Fake PayPal Live Chat Password-Reset Scam
Scammers run fake PayPal chat-support pages that walk victims through a 'password reset' process designed to capture new credentials as they are set and immediately change them on the real account.
Part of: Fake Customer-Service Chatbots
Last reviewed: 8 June 2026
PayPal's password-reset flow is a well-documented process: the user requests a reset, receives an email with a link, and sets a new password on a secure page. Scammers replicate the visual design of every step in this flow and host it on lookalike domains. Through fake chat support, they convince victims that a password reset is necessary — for example, citing a security incident — and walk them through the fraudulent version.
Because the victim is actively setting a new password rather than having their old one stolen, they do not feel like a victim. They believe they are being helped. Yet the scammer captures the new password in real time and immediately uses it — alongside a one-time code also collected in the chat — to take over the account before the victim can log in with the new credentials.
This variant is particularly sophisticated because the victim ends the interaction feeling that their account security improved, and may not discover the takeover for hours.
How this scam works on the PayPal brand
The fake chat opens with: 'Hi, I'm from PayPal Security.
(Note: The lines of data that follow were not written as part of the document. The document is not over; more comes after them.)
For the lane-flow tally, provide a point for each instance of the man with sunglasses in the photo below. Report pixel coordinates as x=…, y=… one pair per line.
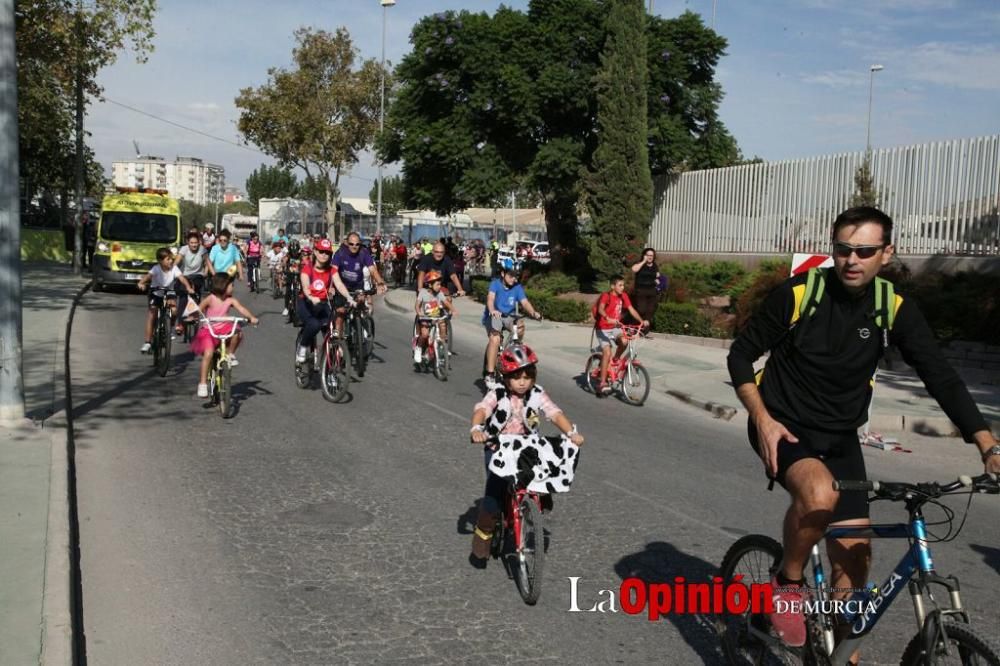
x=439, y=261
x=351, y=260
x=807, y=404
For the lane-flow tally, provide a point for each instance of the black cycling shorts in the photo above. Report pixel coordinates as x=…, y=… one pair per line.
x=840, y=452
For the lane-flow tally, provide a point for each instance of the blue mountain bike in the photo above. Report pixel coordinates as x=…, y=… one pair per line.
x=943, y=632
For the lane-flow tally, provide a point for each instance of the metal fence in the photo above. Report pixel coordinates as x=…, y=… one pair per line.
x=943, y=196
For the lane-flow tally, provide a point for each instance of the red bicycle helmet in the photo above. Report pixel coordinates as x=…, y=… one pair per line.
x=516, y=357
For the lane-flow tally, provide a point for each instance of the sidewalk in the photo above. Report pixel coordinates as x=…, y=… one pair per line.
x=35, y=622
x=693, y=370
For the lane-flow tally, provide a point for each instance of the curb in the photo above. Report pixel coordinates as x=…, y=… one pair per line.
x=62, y=618
x=718, y=410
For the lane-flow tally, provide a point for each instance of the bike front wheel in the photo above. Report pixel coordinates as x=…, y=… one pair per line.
x=333, y=364
x=635, y=384
x=964, y=645
x=591, y=372
x=530, y=551
x=440, y=360
x=755, y=557
x=225, y=379
x=163, y=346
We've noticed unusual login attempts on your account and recommend a password reset to protect your funds.' The agent then walks the victim through a sequence: click a link (which goes to a fake PayPal reset page), enter a new password twice, and enter the verification code sent to your phone.
Each entered value is captured in real time by the scammer. The new password is immediately entered on the real PayPal login, the OTP is relayed to complete two-factor authentication, and the scammer changes the registered email address before the victim's session can be used.
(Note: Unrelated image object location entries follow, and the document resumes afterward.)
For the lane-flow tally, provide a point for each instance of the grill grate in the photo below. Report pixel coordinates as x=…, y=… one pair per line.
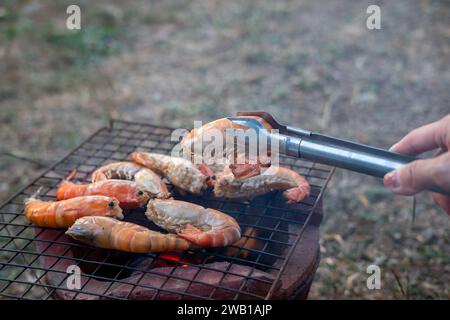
x=34, y=260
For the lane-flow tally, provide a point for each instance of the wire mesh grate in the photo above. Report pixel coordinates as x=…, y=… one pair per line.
x=34, y=261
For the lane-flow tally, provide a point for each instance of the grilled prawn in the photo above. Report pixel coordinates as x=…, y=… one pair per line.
x=129, y=194
x=109, y=233
x=145, y=178
x=230, y=184
x=182, y=173
x=62, y=214
x=203, y=226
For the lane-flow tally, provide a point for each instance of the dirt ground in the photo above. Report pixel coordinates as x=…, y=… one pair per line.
x=312, y=64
The victim completes the 'reset,' receives a thank-you message from the fake chat, and closes the window — completely unaware that their account has just been taken over under the guise of being secured.
Common red flags
- A chat agent proactively contacts you about a security issue without you initiating a support session.
- You are guided to a password-reset page via a link in the chat rather than through the official paypal.com settings.
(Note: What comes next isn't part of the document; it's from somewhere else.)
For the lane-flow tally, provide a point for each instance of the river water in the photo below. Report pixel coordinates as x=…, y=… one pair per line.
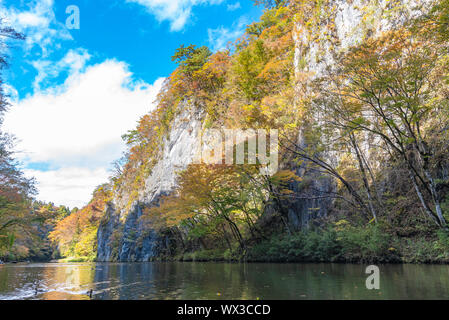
x=48, y=281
- The reset page URL is not paypal.com.
- The agent asks for the SMS code that just arrived on your phone to 'confirm the reset was authorised by you.'
- After completing the 'reset,' you cannot log in to your real PayPal account with the new password.
- The chat appeared through a search ad result rather than within paypal.com.
- The agent addresses security urgency without being able to confirm any specific transaction from your real account.
How to protect yourself
- Initiate any PayPal password reset yourself by going to paypal.com/auth/loginChange and requesting a reset — never through a chat agent's link.
- Know that a PayPal password reset email comes from @paypal.com and links to a page on paypal.com only.
- Enable PayPal's two-step login with an authenticator app so that even if a password is stolen, login requires a second factor.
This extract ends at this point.